What is Say's law and how did Keynes challenge it in the General Theory?

Say's law, as Keynes summarized it on page 18, holds that "supply creates its own demand," meaning wages paid for production are inevitably spent back into the economy, making a general glut impossible. Keynes rejected this by arguing that saving decisions and investment decisions are driven by different factors, and that the economy can settle in equilibrium below full employment.

What did Keynes mean by animal spirits in the General Theory?

In Chapter 12, Keynes used animal spirits to describe the spontaneous urge to positive action that drives most investment decisions rather than calculated mathematical expectation. He argued that when animal spirits falter and spontaneous optimism fails, enterprise fades and the economy contracts.
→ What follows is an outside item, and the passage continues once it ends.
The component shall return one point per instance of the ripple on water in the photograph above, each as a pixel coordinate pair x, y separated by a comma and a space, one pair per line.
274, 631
Who helped Keynes write the General Theory?

The Cambridge Circus, a discussion group that formed after the Treatise on Money was published in 1930, fed ideas to Keynes through Richard Kahn. After the Circus disbanded in May 1931, Kahn, Joan Robinson, and Austin Robinson continued meeting in Cambridge and produced a Manifesto in 1932 whose ideas Keynes incorporated. During 1934 and 1935 Keynes also circulated drafts to Kahn, Joan Robinson, and Roy Harrod.

What is the multiplier in the General Theory and where does it come from?

The multiplier, introduced in Chapter 10, measures how much total employment is generated by a given injection of spending. With a marginal propensity to consume of 90 percent, Keynes calculated a multiplier of 10, meaning public works would produce ten times as much total employment as the works themselves directly created. Keynes built on a related concept introduced by R. F. Kahn in 1931.